Only the killer/s knew why Ninoy had to die. Others can only speculate. If the motives of the killer/s had nothing to do with the causes Ninoy espoused, then he was simply just another murder victim, not a martyr.
But the late Jaime Cardinal Sin, as if he knew the motives of the killer/s for certain, had already jumped to the conclusion that Ninoy indeed died for his ideals. At the end of the one-year mourning period for Ninoy, he had declared: “We all know the ideals he died for—peace and unity throughout the land, freedom and justice for all the people.” Although it came from an archbishop, the statement is of limited value, for it is one unsubstantiated opinion, rather than a conclusive determination of the truth.
It is easier to pick martyrs off the streets, from the hovels. The Philippines has martyrs by the millions: the poor, the plebian martyr. Neither Ninoy nor Cory was ever one of them, for they were never poor. The martyr is the martyr of the involuntary kind, the victim of birth unto misery.
But the martyr is also the martyr of the voluntary type, for the martyr makes the daily sacrifice of putting body and soul to torture, to be able to maintain the family at a level approximating subsistence. If Ninoy in death was used to promote a cause—that of stirring up the people against President Marcos—the ordinary martyr also serves a cause in death, in raising little donations for the upkeep of the bereaved family while they adjust to his absence.
Now, in the religious sense, would Ninoy qualify as a martyr? In the Oxford Concise Dictionary of the Christian Church, the term is “reserved for those who had undergone hardship for the faith,” ending in death. Even among our Muslim brothers, a martyr is also one who dies for the faith.

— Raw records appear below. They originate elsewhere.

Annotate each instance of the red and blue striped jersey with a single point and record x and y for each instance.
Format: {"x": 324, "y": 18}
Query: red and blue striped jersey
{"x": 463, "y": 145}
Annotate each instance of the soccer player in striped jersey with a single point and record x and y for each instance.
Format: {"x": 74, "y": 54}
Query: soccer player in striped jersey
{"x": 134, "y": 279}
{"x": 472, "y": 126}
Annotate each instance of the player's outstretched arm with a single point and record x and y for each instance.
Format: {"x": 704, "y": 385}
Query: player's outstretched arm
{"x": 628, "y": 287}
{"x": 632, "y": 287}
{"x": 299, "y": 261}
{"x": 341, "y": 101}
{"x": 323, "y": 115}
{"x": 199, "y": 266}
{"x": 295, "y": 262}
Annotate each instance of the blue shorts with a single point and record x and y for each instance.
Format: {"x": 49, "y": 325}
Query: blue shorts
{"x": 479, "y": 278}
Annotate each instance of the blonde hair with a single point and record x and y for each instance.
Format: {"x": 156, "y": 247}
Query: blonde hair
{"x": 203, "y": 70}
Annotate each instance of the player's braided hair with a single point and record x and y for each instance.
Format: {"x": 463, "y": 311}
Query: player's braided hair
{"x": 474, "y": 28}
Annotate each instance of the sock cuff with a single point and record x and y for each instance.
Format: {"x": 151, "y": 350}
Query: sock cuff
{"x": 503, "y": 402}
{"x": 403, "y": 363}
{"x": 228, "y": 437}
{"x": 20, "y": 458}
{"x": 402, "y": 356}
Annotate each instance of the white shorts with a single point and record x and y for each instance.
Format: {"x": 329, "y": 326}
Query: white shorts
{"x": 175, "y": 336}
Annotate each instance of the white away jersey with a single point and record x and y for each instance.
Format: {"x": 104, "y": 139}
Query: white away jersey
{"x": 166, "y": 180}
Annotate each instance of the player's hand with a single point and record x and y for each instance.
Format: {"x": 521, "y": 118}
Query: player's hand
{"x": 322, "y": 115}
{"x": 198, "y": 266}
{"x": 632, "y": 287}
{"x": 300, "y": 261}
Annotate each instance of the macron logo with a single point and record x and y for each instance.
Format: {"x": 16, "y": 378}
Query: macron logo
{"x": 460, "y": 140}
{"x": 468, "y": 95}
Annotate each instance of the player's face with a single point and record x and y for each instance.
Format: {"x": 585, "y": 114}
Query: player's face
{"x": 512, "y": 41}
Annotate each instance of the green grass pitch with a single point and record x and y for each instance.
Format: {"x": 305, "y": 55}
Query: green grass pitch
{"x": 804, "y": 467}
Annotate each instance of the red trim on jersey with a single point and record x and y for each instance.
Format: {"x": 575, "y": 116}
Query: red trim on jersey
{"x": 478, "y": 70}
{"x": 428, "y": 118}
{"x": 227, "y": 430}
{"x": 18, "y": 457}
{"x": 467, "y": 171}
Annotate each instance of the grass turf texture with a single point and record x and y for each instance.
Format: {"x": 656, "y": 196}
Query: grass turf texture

Ninoy may have learned to be prayerful in the last years of his life, but if he ever did taste suffering, it was not for his religious faith but for his worldly misdeeds and political ambitions.
From martyrdom—the middle ground between earthly heroism and religious sainthood—let us now proceed to the proposal that Ninoy be declared a saint.
What is a saint? Among Roman Catholics, a saint is a person who has died and has been canonized by the pope. In this modern era, a candidate for sainthood often has to pass through beatification, the pope’s declaration that this person is “blessed” and may thereupon be the object of limited public veneration.
Canonization is the pope’s certification that a person’s soul has entered heaven and that he or she may henceforth be venerated as the object of a cult or devotion. As a rule, for a candidate to qualify for canonization, some prayers made for his or her intercession in heaven must be answered by what Kenneth L. Woodward, in his highly acclaimed book Making Saints, specified as provable miracles.
Miracles, Woodward said, are required by the Catholic Church as “divine confirmation of a candidate’s sanctity.” In this scientific age, the Vatican’s process of proving miracles has come to rely more on science, than on testimonials. Miracles in the form of cures, for example, must be complete, permanent, and scientifically inexplicable, as certified by doctors in Rome retained by the Church.
Do the Aquinos merit sainthood? What miracle has heaven bestowed in their names. In modern Philippine folklore, the Aquinos are credited with the miracle at Edsa, the Edsa People’s Power Revolution of February 1986.
Supposedly, in Ninoy’s name, a sea of people parted a band of mutineers from loyal government forces sent to crush the enemy. In the process, the people expelled the Pharaoh Marcos from Malacañang, while they reclaimed the land of promises. “This is the modern day version of Moses and the Exodus, in reverse,” said historians Escalante and De La Paz.